What followed reinforces this scepticism. If the events of July 2024 constituted a full-fledged social revolution, one would expect a decisive restructuring of power. Instead, Bangladesh entered a liminal phase. An interim government took charge. New parties mushroomed. Old opposition forces resurfaced. And most significantly, Islamist organisations re-entered the political arena with confidence.
The book does not exaggerate this development, but it does not ignore it either. To understand the re-entry of Islamist forces after Hasina’s exit, the book implicitly gestures towards a longer South Asian history of religion stepping into political vacuums left by exhausted secularisms. Bangladesh’s trajectory is not unique in this respect. From Pakistan after Ayub Khan, to Iran after the Shah, to Sri Lanka’s ethno-religious turn following the collapse of left-nationalist coalitions, moments of state weakening have often enabled religious actors to reorganise themselves as moral alternatives to discredited regimes.
The book is careful to show that Islamic revivalism in Bangladesh has never been merely theological. It has been institutional, pedagogical, and organisational. Student wings, mosque networks, welfare associations, and informal justice mechanisms had long existed beneath the surface of Hasina’s securitised secularism.
Bangladesh’s contradictions run deep. It was born in 1971 out of a secular, linguistic nationalism that deliberately distanced itself from the Islamic politics of its neighbours. And yet, Islam has never been absent from the country’s political imagination. It celebrates 1971 as a founding rupture, yet continues to wrestle with the legacies of Partition, Pakistan, and pan-Islamic politics. Even moments of apparent reconciliation, such as Zulfikar Ali Bhutto’s visit to Dhaka in 1974 and his reception by Mujibur Rahman, underscored how layered and uneasy these identities were.
The book implicitly reminds readers that revolutions do not inherit the values of their initiators by default. They inherit the structures that survive the collapse. In Bangladesh’s case, those structures include religious organisations with deep roots, disciplined cadres, and a narrative of moral legitimacy sharpened by years of exclusion. Inshallah Bangladesh thus becomes not only a story of an uprising, but a meditation on what follows when secular authority erodes without being institutionally renewed.
Amid the weakening of the secular-authoritarian order that Hasina represented, groups like Jamaat-e-Islami moved swiftly to assert presence, mobilise supporters, and contest the meaning of Bangladesh’s future. Attacks on minorities, renewed religious rhetoric, and demands for constitutional reorientation appear in the narrative as warning signs. The irony is stark: a movement ignited by youthful, largely secular grievances risks empowering forces historically opposed to the secular foundations of the state.

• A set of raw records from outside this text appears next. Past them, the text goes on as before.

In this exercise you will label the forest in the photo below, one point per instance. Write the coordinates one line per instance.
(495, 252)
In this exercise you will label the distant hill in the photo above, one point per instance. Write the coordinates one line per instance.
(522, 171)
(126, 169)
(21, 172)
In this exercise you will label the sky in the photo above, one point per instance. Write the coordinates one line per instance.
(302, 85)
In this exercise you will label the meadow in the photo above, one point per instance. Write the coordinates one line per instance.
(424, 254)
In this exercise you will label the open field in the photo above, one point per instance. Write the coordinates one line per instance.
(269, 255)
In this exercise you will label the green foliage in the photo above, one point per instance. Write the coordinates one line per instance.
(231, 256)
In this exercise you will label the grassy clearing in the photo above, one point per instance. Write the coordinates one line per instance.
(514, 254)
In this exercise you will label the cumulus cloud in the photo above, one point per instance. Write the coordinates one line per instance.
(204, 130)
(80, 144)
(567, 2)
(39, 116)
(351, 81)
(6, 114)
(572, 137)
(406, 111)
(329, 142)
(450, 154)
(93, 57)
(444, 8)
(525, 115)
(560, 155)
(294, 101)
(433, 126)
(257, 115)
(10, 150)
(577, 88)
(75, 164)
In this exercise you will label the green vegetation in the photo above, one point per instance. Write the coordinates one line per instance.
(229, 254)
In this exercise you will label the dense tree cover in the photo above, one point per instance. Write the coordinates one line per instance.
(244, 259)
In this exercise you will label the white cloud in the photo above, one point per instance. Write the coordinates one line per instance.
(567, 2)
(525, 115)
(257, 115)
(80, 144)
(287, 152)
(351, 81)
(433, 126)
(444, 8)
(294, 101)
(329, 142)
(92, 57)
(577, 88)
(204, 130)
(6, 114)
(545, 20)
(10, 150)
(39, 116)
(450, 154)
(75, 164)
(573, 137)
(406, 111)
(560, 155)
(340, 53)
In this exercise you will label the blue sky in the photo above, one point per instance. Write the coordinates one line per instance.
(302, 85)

Islamic political mobilisation in Bangladesh long predates the current crisis. From the dilution of secularism in the late 1970s to the rehabilitation of Jamaat into electoral politics, religious identity has always coexisted uneasily with Bengali nationalism. Hasina’s regime did not eliminate these forces; it suppressed them. And history teaches us that suppression does not erase political energies—it merely postpones their return.
Inshallah Bangladesh deserves attention precisely because it captures this moment of suspension. It does not offer easy conclusions, even if its narrative occasionally leans toward revolutionary affirmation. Its greatest strength lies in showing how rapidly history can accelerate, and how uncertain its destinations can be.
Whether Bangladesh’s turning point will eventually turn—or whether it will join the long list of aborted transformations—remains an open question. That uncertainty is not the book’s failure. It is the condition of the present.